There are pros and cons to everything living in the natural world and there is no right answer to the question of which species is “best.” When evaluating introduced plants, nativists consider only the negative aspects. They refuse to acknowledge that there are also advantages and a death verdict should take both into consideration. For example, native plant advocates want all eucalyptus trees in California cut down because they were planted here after European settlement. This negative judgment of eucalyptus does not take into consideration that 75% of monarch butterflies who spend the winter in California use eucalyptus trees for their safe haven. Also, eucalyptus blooms in California from November to May, providing nectar to butterflies, hummingbirds, and bees at a time of year when native plants are not blooming. Eucalyptus trees are also nesting homes of owls and other raptors. Cutting down eucalyptus trees simply because they are not native in California ignores the many benefits they provide to wildlife.

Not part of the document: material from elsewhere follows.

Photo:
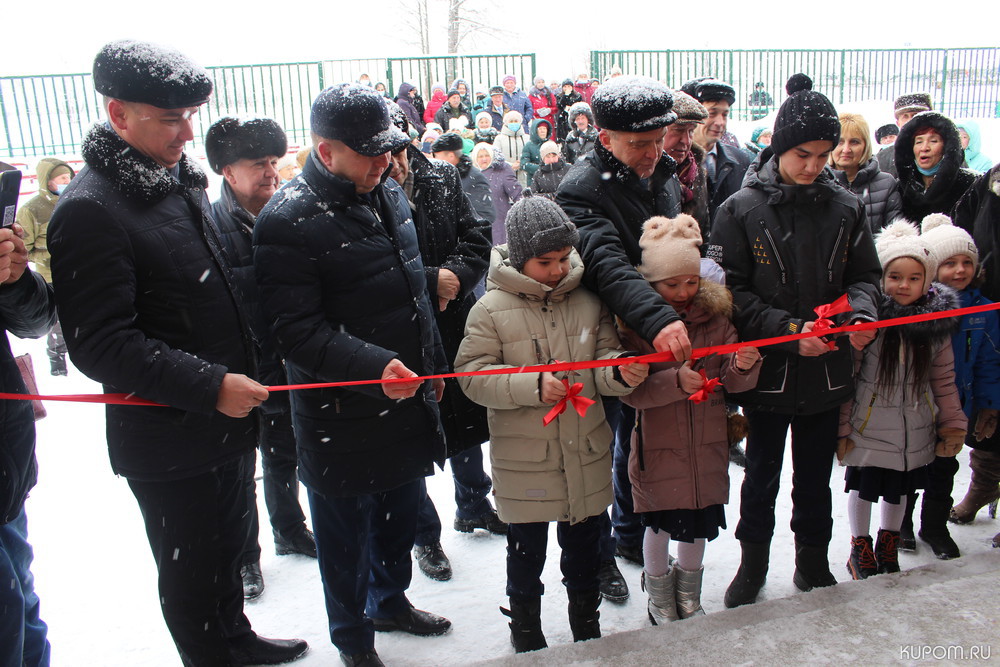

Confusing cause and effect
The native plant movement mistakenly assumes that the mere existence of introduced plants threatens the existence of native plants. They believe that native plants will magically emerge if introduced plants are eradicated. They have spent 25 years eradicating non-native plants and do not seem to have noticed that native plants have not returned. They make this mistake because they do not acknowledge the changes in the environment that make non-native species better adapted to current environmental conditions.
Many of the changes in the environment that are inhospitable to native species are caused by structural changes made to accommodate human activities, not by introduced species. For example, all the major rivers in California have been dammed to prevent floods and store water for use during the dry season. These dams have fundamentally altered the ecology of our rivers. There are no longer cleansing spring floods that clear rivers of accumulated mud and vegetation. Channeled rivers are deeper and warmer. Salmon can no longer get to their spawning grounds past the dams. The altered structural conditions are more hospitable to bass than to trout. Aquatic plants from tropical regions become invasive in warmer water. None of these conditions are reversed by spraying aquatic plants with herbicide or killing introduced bass.

Wherever “invasions” are observed, no thought is given to why. Instead, a convenient plant or animal scapegoat is found and poisoned. That death sentence doesn’t reverse the underlying reason for the invasion. Therefore, the invasion persists. Society is unwilling to make the sacrifices, even inconveniences, needed to address the underlying cause of the “invasion.” We have done little to address the causes of climate change. We are unwilling to destroy the dams and the system of supplying water to serve agriculture needs. Invasions are the symptom, not the cause of the changes in nature.